Posted on November 16, 2012 by Isabella Cecconi

Dear Stranger, I am an artist working on a photographic project which involves people I do not know…I would like to take a photograph of you standing in your front room from the street in the evening. A camera will be set outside the window on the street. If you do not mind being photographed, please stand in the room and look into the camera through the window for 10 minutes on __-__-__ (date and time)…I will take your picture and then leave…we will remain strangers to each other…If you do not want to get involved, please simply draw your curtains to show your refusal…I really hope to see you from the window.

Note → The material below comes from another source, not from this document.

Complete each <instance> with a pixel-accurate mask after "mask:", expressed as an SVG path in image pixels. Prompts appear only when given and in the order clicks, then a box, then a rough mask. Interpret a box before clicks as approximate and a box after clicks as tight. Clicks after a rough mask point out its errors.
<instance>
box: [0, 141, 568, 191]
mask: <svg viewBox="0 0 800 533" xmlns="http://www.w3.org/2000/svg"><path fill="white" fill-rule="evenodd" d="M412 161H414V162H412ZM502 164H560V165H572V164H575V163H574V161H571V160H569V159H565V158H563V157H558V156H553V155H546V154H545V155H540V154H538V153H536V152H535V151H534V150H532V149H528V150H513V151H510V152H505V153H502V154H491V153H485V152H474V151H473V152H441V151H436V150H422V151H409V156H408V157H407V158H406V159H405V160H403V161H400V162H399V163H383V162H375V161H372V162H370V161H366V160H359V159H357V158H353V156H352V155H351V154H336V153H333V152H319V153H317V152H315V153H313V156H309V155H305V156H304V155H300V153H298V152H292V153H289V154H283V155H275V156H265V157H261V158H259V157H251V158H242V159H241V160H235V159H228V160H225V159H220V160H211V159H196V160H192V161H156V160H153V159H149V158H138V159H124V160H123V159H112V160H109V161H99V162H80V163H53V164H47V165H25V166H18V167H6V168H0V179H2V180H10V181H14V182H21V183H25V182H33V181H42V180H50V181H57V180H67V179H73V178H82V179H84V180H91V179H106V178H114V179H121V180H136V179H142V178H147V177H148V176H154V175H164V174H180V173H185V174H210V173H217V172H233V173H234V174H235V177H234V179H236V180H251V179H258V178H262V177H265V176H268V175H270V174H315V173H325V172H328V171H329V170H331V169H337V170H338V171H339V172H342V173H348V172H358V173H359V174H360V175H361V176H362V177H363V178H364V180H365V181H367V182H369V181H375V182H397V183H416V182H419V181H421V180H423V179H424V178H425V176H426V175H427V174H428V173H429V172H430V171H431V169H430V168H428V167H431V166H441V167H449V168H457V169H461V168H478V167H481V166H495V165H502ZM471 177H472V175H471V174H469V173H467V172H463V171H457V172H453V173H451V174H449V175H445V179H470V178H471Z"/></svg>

The amazing Shizuka Yokomizo’s photo project, came from running around London with huge telephoto lens, trying to glimpse unsuspecting people through the windows of their flats. Being absurd and frustrating by the one-sidedness of the activity, aside from the ethics aspect, she soon realized it was important for her to have eye contact while photographing. She needed the people to look back and recognize her equally as a stranger. So she decided to use the format of a simple anonymous letter, which contained the possibility of agreement.The effect was that when Yokomizo sent her subjects the letters, they started agreeing and stand in the front window of their home at a specified date and time.She started being welcomed. She would then arrive, set up her tripod and camera, exposed her film, and then leave. Each photograph shows someone looking out of a window. She selected the addresses and then wrote the note. Posers were not victims, they would allow Shizuka to see their homes.  She needed their eye contact and them to  recognize their existance. She existed as a stranger, they existed as strangers, but they both created a strange meeting point rather than just showing people’s private lives. Yokomizo made sure that when the photos were taken, the light would be too dark outside to see her, she would allow her subjects to see their own reflections in the window.

Shizuka Yokomizo, Japanese by birth, photographer by choice, has been living in London for more than 15 years. Aren’t you too waiting for the note? I definitely am!